The northern two-thirds of Tinian are leased to the U.S. Department of Defense. Company and battalion level non-live fire training areas already exist and are used on these lease parcels.
“The land, however, could be developed to accommodate live fire ranges,” the draft EIS/OES stated.
The proposed actions on Tinian include firing ranges for rifle known distance, automated combat pistol, platoon battle course, and field firing; and airspace use.
Comments on the draft EIS/OES can be submitted online, or during the public hearings set by the U.S. Navy in Guam and the CNMI.
All comments must be submitted by Feb. 17, 2010, in order to be considered in the final EIS/OES.
Two of the six public hearings set by the Joint Guam Program Office will be held on Saipan and Tinian, while the other four are being held in Guam.
The public hearing on Tinian will be held on Jan. 14, Thursday, at the Tinian Elementary School. An open house will be from 5pm to 7pm, while the public hearing will be from 7pm to 9pm.
The Saipan public hearing will be held on Jan. 15, Friday, at the Pedro P. Tenorio Multi-Purpose Center in Susupe. A 5pm to 7pm open house will be followed by the public hearing at 7pm to 9pm.
The JGPO said public comments “are an important part of the environmental planning process.”
During the open house, the public can both submit written comments and ask questions of programs leaders and subject matter experts. During the two-hour formal hearing, the public can submit oral comments on the draft EIS/OES.
JGPO facilitates the realignment of U.S. Marines from Okinawa, Japan to Guam.
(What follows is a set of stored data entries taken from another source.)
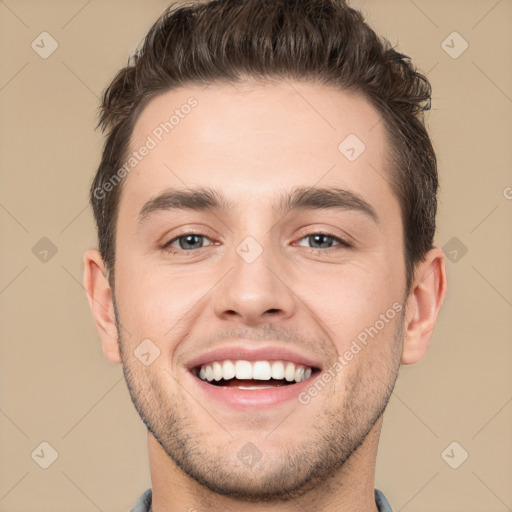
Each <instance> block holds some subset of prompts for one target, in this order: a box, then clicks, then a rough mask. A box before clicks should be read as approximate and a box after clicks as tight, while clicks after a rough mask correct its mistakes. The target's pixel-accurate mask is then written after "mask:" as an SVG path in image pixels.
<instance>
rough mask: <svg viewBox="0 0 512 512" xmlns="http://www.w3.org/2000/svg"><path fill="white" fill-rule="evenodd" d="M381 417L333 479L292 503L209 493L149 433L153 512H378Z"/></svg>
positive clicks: (333, 473) (294, 498)
mask: <svg viewBox="0 0 512 512" xmlns="http://www.w3.org/2000/svg"><path fill="white" fill-rule="evenodd" d="M381 427H382V417H381V418H380V419H379V420H378V421H377V423H376V424H375V425H374V427H373V428H372V430H371V431H370V432H369V433H368V435H367V436H366V438H365V440H364V442H363V443H362V444H361V445H360V446H359V448H358V449H357V450H356V451H355V452H354V453H353V454H352V455H351V456H350V457H349V458H348V459H347V461H346V462H345V463H344V464H343V466H342V467H341V468H340V469H339V470H338V471H336V472H334V473H333V475H332V477H331V478H330V479H329V480H327V481H324V482H322V483H321V484H320V485H318V486H317V487H315V488H314V489H313V490H311V491H308V492H306V493H304V494H303V495H302V496H300V497H297V498H293V499H291V500H290V501H279V502H256V503H255V502H247V501H241V500H238V499H234V498H231V497H227V496H223V495H221V494H217V493H214V492H212V491H211V490H210V489H207V488H206V487H204V486H203V485H201V484H199V483H198V482H196V481H195V480H193V479H191V478H190V477H189V476H188V475H187V474H185V473H184V472H183V471H182V470H181V469H180V468H179V467H177V466H176V464H175V463H174V461H172V459H170V458H169V457H168V455H167V454H166V453H165V451H164V450H163V448H162V447H161V446H160V444H159V443H158V441H157V440H156V439H155V438H154V437H153V435H152V434H150V433H149V432H148V451H149V464H150V472H151V482H152V489H153V500H152V508H151V512H178V511H181V512H182V511H185V510H186V511H189V512H194V511H195V512H197V511H199V510H209V511H210V512H235V511H239V510H244V511H245V512H289V511H296V510H302V509H303V510H315V509H316V510H323V511H325V512H349V511H350V512H378V509H377V506H376V504H375V498H374V477H375V462H376V456H377V447H378V441H379V437H380V431H381Z"/></svg>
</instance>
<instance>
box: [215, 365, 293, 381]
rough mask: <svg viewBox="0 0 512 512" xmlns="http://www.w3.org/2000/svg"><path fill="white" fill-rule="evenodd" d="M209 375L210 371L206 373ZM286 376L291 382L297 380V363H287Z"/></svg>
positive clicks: (284, 371)
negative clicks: (295, 374) (295, 370)
mask: <svg viewBox="0 0 512 512" xmlns="http://www.w3.org/2000/svg"><path fill="white" fill-rule="evenodd" d="M206 376H207V377H208V373H207V374H206ZM284 378H285V379H286V380H287V381H288V382H291V381H292V380H295V365H294V364H293V363H286V368H285V370H284Z"/></svg>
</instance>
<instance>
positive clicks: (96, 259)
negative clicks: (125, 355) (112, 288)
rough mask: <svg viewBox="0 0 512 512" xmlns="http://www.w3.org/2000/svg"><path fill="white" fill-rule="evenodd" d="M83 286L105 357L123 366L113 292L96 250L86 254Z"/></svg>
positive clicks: (112, 362) (86, 252)
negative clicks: (100, 340) (121, 356)
mask: <svg viewBox="0 0 512 512" xmlns="http://www.w3.org/2000/svg"><path fill="white" fill-rule="evenodd" d="M83 284H84V288H85V291H86V292H87V300H88V301H89V306H90V307H91V310H92V316H93V318H94V323H95V324H96V329H97V330H98V334H99V336H100V339H101V345H102V348H103V355H104V356H105V358H106V359H107V360H108V361H110V362H111V363H114V364H121V354H120V351H119V338H118V332H117V327H116V322H115V312H114V303H113V301H112V290H111V288H110V285H109V283H108V279H107V277H106V271H105V265H104V263H103V258H102V257H101V254H100V252H99V251H98V250H96V249H89V250H88V251H86V253H85V254H84V276H83Z"/></svg>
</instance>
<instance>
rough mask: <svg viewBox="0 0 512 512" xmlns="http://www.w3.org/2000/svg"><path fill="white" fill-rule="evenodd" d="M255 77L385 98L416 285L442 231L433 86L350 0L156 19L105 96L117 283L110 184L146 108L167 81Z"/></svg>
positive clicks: (105, 208) (106, 217) (171, 13)
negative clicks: (426, 253) (377, 29)
mask: <svg viewBox="0 0 512 512" xmlns="http://www.w3.org/2000/svg"><path fill="white" fill-rule="evenodd" d="M247 77H249V78H254V79H263V80H266V79H267V80H274V79H299V80H306V81H310V82H315V83H320V84H325V85H329V86H332V87H335V88H337V89H342V90H347V91H355V92H359V93H360V94H362V95H363V96H364V97H365V98H366V99H367V100H369V102H370V103H371V104H372V105H373V106H374V107H376V109H377V111H378V112H379V113H380V115H381V116H382V120H383V123H384V126H385V128H386V135H387V138H388V142H389V145H390V148H391V151H390V155H389V157H390V162H391V169H390V171H389V173H388V176H387V178H388V179H389V182H390V185H391V189H392V192H393V193H394V195H395V196H396V197H397V199H398V201H399V203H400V207H401V215H402V223H403V228H404V257H405V263H406V280H407V288H409V285H410V283H411V280H412V277H413V275H414V268H415V265H416V264H417V263H418V262H419V261H421V260H423V259H424V257H425V255H426V253H427V252H428V251H429V250H430V249H431V248H432V244H433V238H434V233H435V218H436V208H437V197H436V196H437V188H438V178H437V163H436V156H435V152H434V149H433V147H432V144H431V141H430V138H429V135H428V133H427V130H426V128H425V123H424V117H423V111H424V110H426V109H428V108H430V98H431V87H430V83H429V82H428V80H427V79H426V78H425V76H423V75H422V74H420V73H419V72H418V71H417V70H416V69H415V68H414V67H413V66H412V64H411V63H410V59H409V57H407V56H405V55H403V54H401V53H398V52H397V51H396V50H395V49H394V48H393V47H392V46H391V45H390V43H389V42H388V41H387V40H386V39H383V38H379V37H378V36H377V34H376V33H375V32H374V31H373V30H372V28H371V27H370V26H368V25H367V24H366V23H365V21H364V18H363V16H362V15H361V13H360V12H358V11H356V10H354V9H352V8H350V7H349V6H348V5H347V4H346V2H345V1H344V0H213V1H208V2H194V3H190V2H189V3H188V4H187V5H184V4H183V3H181V5H180V4H173V5H171V6H170V7H169V8H168V9H167V10H166V11H165V12H164V14H162V16H161V17H160V18H159V19H158V20H157V21H156V22H155V24H154V25H153V26H152V27H151V29H150V30H149V32H148V34H147V35H146V37H145V39H144V43H143V45H142V48H141V51H140V52H136V54H135V55H134V56H132V57H131V58H130V60H129V61H128V64H127V66H126V67H124V68H123V69H121V70H120V71H119V72H118V74H117V75H116V77H115V78H114V80H113V81H112V83H111V84H110V85H109V86H108V88H107V89H106V90H105V92H104V94H103V98H102V105H101V110H100V112H101V114H100V122H99V126H101V128H102V130H103V132H106V135H107V138H106V141H105V146H104V149H103V155H102V159H101V163H100V166H99V169H98V171H97V173H96V176H95V178H94V181H93V183H92V186H91V191H90V201H91V205H92V207H93V210H94V216H95V220H96V224H97V228H98V237H99V249H100V252H101V255H102V257H103V260H104V262H105V266H106V269H107V272H108V274H109V280H110V283H111V285H112V286H113V285H114V278H113V275H114V265H115V240H116V221H117V214H118V204H119V198H120V194H121V190H122V184H123V183H122V182H121V183H120V185H119V186H115V187H110V188H111V190H109V192H108V194H104V190H105V189H104V187H105V184H106V183H108V182H109V181H110V182H111V180H112V178H113V177H115V175H116V172H117V171H118V170H119V169H120V167H121V166H122V165H123V162H124V161H125V158H126V155H127V154H128V150H129V144H130V137H131V134H132V131H133V127H134V124H135V121H136V118H137V115H138V114H139V113H140V111H141V110H142V109H143V108H144V106H145V105H146V104H147V103H148V101H149V100H151V99H152V98H153V97H155V96H156V95H157V94H159V93H162V92H164V91H168V90H171V89H175V88H177V87H182V86H186V85H193V84H200V85H201V84H204V85H207V84H210V83H212V82H226V81H227V82H231V83H240V82H241V81H242V80H244V79H246V78H247ZM340 142H341V141H340ZM98 190H102V191H103V193H102V194H98ZM98 196H100V197H98Z"/></svg>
The agency works within the Department of Defense and with the Government of Japan, Government of Guam, U.S. Congress and federal agencies to lead and manage the delivery of required capabilities to the Marines.
The military buildup involves the relocation of 8,000 Marines and their 9,000 dependents to Guam, and the development and construction of facilities to support the training and operations in Guam and Tinian for the relocated Marines.
It also involves the construction of a new deep-draft wharf in Apra Harbor, Guam to support a transient nuclear powered aircraft carrier.
The buildup also involves the development of facilities and infrastructure in Guam to support the relocation of some 600 military personnel and their 900 dependents to establish and operate an Army Air and Missile Defense Task Force.
The CNMI government plans to provide operational support and services to Guam instead of viewing the neighbor island as a "competition" to maximize benefits from the multi-year U.S. military buildup in Guam.